The novelty factor of a very talented white rapper explains why critics and baby boomers, who are not in hip hop's main demographic, but who are still purchasing Eminem records, started listening to his music and got hooked. While his songs signal of class oppression, sexual frustration, homophobia, and misogynies, the mainstream music buyers have nevertheless rewarded his talent with the dollars from their wallets. Urban street culture, hip hop and rap are typical associations with the black poor, but somehow, a “white” poor guy raises questions that are disconcerting, and at the same time fascinating, to Mainstream America.
Eminem is certainly not the first commercially successful white rapper (that would be the Beastie Boys) nor is he the first artist associated with the “whitening” of hip-hop (that would be Vanilla Ice).

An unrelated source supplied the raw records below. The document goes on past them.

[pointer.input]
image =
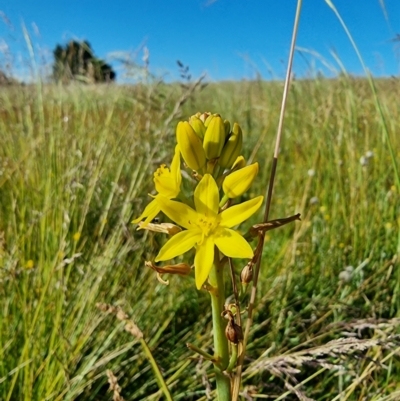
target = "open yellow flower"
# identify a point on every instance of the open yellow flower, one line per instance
(205, 228)
(168, 183)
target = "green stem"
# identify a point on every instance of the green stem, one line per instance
(221, 348)
(161, 382)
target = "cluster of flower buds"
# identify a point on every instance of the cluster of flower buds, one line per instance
(207, 141)
(209, 138)
(211, 147)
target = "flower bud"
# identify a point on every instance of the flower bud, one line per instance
(246, 275)
(233, 332)
(239, 163)
(232, 147)
(208, 117)
(190, 146)
(238, 182)
(214, 138)
(227, 128)
(198, 126)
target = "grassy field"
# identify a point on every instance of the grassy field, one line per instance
(76, 166)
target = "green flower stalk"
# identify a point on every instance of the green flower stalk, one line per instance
(212, 150)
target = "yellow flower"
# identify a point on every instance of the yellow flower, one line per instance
(167, 183)
(206, 228)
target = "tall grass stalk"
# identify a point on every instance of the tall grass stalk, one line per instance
(270, 185)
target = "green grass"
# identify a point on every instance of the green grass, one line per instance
(76, 165)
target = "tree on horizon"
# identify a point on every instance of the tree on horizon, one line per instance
(76, 62)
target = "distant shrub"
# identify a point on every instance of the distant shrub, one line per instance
(76, 61)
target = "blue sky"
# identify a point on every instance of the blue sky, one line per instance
(227, 39)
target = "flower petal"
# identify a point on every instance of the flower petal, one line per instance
(151, 211)
(206, 196)
(179, 244)
(203, 261)
(238, 213)
(232, 244)
(178, 212)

He actually fits more closely into a collection of white artists that includes more modest successes like Third Base and House of Pain.

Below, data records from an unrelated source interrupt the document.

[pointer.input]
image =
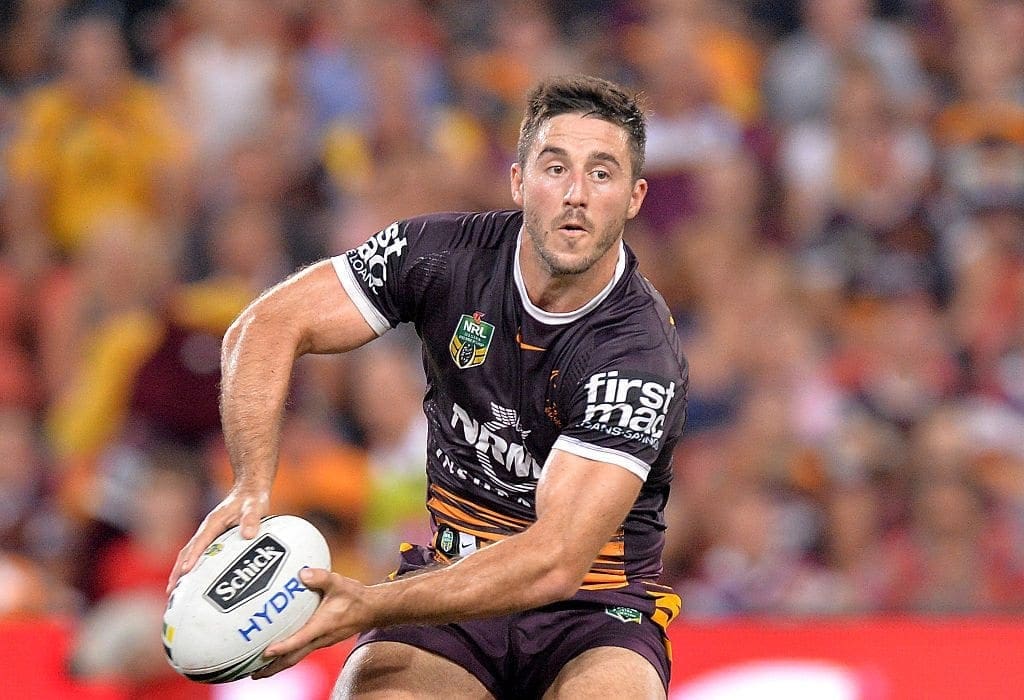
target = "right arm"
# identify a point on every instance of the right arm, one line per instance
(309, 312)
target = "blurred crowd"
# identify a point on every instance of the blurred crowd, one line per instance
(836, 217)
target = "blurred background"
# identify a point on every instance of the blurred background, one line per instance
(836, 217)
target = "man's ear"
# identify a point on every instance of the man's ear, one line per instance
(515, 179)
(636, 198)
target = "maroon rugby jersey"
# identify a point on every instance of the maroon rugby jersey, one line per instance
(508, 382)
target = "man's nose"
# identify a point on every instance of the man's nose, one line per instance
(576, 193)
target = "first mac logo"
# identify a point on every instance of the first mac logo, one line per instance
(249, 575)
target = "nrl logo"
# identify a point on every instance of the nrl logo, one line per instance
(470, 341)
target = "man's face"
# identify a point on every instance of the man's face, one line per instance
(577, 191)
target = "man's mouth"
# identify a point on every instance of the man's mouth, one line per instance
(572, 227)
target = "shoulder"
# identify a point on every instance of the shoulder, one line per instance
(465, 229)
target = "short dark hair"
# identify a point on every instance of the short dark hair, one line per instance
(589, 96)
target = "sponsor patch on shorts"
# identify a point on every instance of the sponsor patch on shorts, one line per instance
(624, 614)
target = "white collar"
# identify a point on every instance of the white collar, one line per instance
(560, 318)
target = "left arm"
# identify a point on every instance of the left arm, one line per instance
(580, 505)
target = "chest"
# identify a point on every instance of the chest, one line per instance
(494, 367)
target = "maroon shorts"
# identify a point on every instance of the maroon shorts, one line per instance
(519, 655)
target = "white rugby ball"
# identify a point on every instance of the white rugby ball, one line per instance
(242, 596)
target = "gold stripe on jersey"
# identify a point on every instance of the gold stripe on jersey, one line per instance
(458, 509)
(606, 572)
(667, 604)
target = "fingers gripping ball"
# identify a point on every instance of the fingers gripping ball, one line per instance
(242, 596)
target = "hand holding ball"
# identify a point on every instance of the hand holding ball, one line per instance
(241, 597)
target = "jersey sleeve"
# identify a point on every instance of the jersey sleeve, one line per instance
(375, 274)
(627, 412)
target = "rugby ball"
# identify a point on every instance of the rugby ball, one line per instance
(242, 596)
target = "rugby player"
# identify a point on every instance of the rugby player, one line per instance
(556, 391)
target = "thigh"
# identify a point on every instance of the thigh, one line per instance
(607, 672)
(390, 669)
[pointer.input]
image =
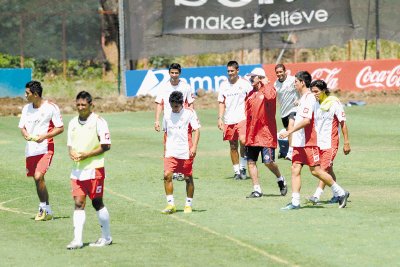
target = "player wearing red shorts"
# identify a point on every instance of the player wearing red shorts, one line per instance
(88, 140)
(40, 122)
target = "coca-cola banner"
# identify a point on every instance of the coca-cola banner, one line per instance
(350, 75)
(241, 16)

Right now, Eminem finds himself in the drivers seat, because he is, in reality, probably the most talented white rapper to yet emerge. His cadence (or flow) is infectious; Em definitely has a lyrical gift. He has without a doubt proven that race and the perception of not being authentic can be overcome with talent and success.
I though it was interesting to compare and contrast Mike from the Cutler article, and Eminem. Both are white Anglo-Saxon males, and have appropriated hip-hop culture starting at a very young age. For Mike, now a 19 year old boy from New York City, the first noticeable appropriation began at age 13 when his family members and friends started noticing that he was beginning to identify with hip hop culture. This was initially manifested in the clothing that he chose to wear such as baggy jeans, reverse baseball caps, designer sneakers, and a growing taste for rap music. Eminem, in stark contrast to this, grew up in what seems to be similar and parallel world to many poor youths living in the inner cities. His father abandoned his family when he was 18 months old, and his mother raised him in poverty. His affinity to hip hop began at around the same age as Mike, and he was publically performing RAP’s at the age of 14 after settling down with his mom in the Detroit suburb of Warren, MI. Eminem eventually parlayed his appropriation of hip hop into a multi national career, bringing him fame and fortune, but Mike at the age of 19 has largely shed the gangster/ghetto image associated with hip hop, and now sports a “preppie” look. He attends a conservative private college and is in his sophomore year of study. Cutler correctly points out in her article that “the language, the music and fashions of black culture have long provided a rich source of inspiration for whites and others in the US and around the world” and not withstanding the very different places that they ended up, both Mike and Em owe much of what they have experienced to this fact. The stories of Mike and Eminem help us to see that appropriation and the adoption of cultural identities can and should be viewed from many perspectives and should also be recognized for the unique situations, motivating factors, and often interesting stories that are behind each one.